On the evidence of the past two seasons, the club has plateaued. Not since 1988 have Stevenage fans experienced the agony of relegation. In between, they have won promotion five times, clinched two Conference titles, become FA Cup giant-killers, played host to the likes of Newcastle, Tottenham and Everton, and sold players up the ladder (George Boyd at Hull is a good example). It’s a great story and although it is unlikely that Stevenage will ever be equipped to move beyond League One, indeed it may be some time before they play at that level again, they are an established Football League club.
Stevenage craved Football League football. They [wrongly] felt they were deprived of the chance in 1996 when their ground didn’t meet the necessary criteria and although they contested the decision, making themselves unpopular in many circles, they didn’t really have a sound case. One person I felt sorry for, however, was Paul Fairclough, who had taken Borough from Isthmian Two North to the Conference in four years. He called the 1995-96 Conference win a “hollow triumph”. While Fairclough had his day with Barnet, Borough lost their way for a while, going through managers like Richard Hill, Steve Wignall, Fairclough (again), Peter Taylor, Mark Stimson and a couple of Graham Westley stints before winning promotion to the Football League in 2010.
It was a town ripe for hosting a Football League club. A population of 80,000-plus many what used to be called “working class” and by definition football lovers, and bang smack on a main railway line. The club’s promotion, though, was really down to two men – Westley and chairman Phil Wallace.
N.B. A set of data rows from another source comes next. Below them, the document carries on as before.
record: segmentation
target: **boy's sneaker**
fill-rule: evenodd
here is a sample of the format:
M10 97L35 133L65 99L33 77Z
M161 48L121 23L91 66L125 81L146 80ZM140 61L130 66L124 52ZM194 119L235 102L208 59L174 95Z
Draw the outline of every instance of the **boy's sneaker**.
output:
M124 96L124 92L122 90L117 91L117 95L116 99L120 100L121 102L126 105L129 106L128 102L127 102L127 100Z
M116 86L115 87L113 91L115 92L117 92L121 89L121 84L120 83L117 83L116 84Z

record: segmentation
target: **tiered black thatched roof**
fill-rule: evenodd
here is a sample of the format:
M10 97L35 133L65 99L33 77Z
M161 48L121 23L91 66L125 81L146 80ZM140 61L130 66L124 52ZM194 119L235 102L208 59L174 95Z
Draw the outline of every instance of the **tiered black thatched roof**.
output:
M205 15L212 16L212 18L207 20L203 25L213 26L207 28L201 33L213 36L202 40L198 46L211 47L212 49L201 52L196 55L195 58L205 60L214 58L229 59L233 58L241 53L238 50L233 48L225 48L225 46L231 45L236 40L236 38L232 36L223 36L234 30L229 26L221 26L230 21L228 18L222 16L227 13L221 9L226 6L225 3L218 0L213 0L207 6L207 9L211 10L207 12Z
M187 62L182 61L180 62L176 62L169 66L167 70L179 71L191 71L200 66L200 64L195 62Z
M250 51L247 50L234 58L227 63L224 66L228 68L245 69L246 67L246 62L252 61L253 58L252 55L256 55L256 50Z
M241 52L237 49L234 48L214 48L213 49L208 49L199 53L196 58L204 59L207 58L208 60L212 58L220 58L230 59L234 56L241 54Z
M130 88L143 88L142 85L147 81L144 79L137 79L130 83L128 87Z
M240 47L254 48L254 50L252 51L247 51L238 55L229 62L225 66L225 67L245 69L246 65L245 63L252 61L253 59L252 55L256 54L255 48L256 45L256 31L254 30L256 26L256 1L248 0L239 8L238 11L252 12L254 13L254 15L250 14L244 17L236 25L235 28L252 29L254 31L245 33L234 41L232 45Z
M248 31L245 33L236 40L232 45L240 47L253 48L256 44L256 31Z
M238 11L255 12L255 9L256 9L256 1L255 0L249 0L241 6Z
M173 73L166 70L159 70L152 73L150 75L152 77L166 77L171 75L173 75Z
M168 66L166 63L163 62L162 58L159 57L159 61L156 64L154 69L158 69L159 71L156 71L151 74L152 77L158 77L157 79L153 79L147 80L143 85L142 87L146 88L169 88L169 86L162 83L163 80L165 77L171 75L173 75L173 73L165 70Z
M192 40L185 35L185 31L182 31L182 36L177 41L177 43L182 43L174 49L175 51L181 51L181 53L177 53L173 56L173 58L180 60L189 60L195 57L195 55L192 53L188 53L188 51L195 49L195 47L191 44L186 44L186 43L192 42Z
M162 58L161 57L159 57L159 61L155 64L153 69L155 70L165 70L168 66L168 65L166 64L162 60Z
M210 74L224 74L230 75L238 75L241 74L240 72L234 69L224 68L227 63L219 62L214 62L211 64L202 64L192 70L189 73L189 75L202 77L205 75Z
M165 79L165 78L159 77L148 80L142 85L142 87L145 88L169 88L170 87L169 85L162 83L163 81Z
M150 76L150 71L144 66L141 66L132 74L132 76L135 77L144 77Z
Westley has now had three spells at the club, which begs the question about Stevenage’s imagination when it comes to appointing managers. Initially, his style didn’t go down too well, but when he returned for his successful second sojourn, it was a different Westley that was in charge. He led the promotion to the Football League and then departed for Preston, returning again after Gary Smith’s ill-fated reign.
It was clear last season that the bubble had burst at the Lamex and relegation this time around is not a big surprise. Wallace has already admitted that Stevenage “over-achieved” in getting as far as they had and he’s absolutely right. But it is not the end of the world – talk of dropping straight through to the non-league game is without foundation and purely over-reactionary, even if is being fuelled by wishful thinking others.
But perhaps Stevenage should look around for someone else to lead their bid to return to League One at the first attempt. This is not a club used to failure, so the psychological impact of relegation on the current participants in this drama may be significant. It would be nice to say Stevenage will be back, but a prolonged period of building might be more beneficial in order to cultivate a larger following than they currently have. The 2014-15 season will be a big test for the character of the club.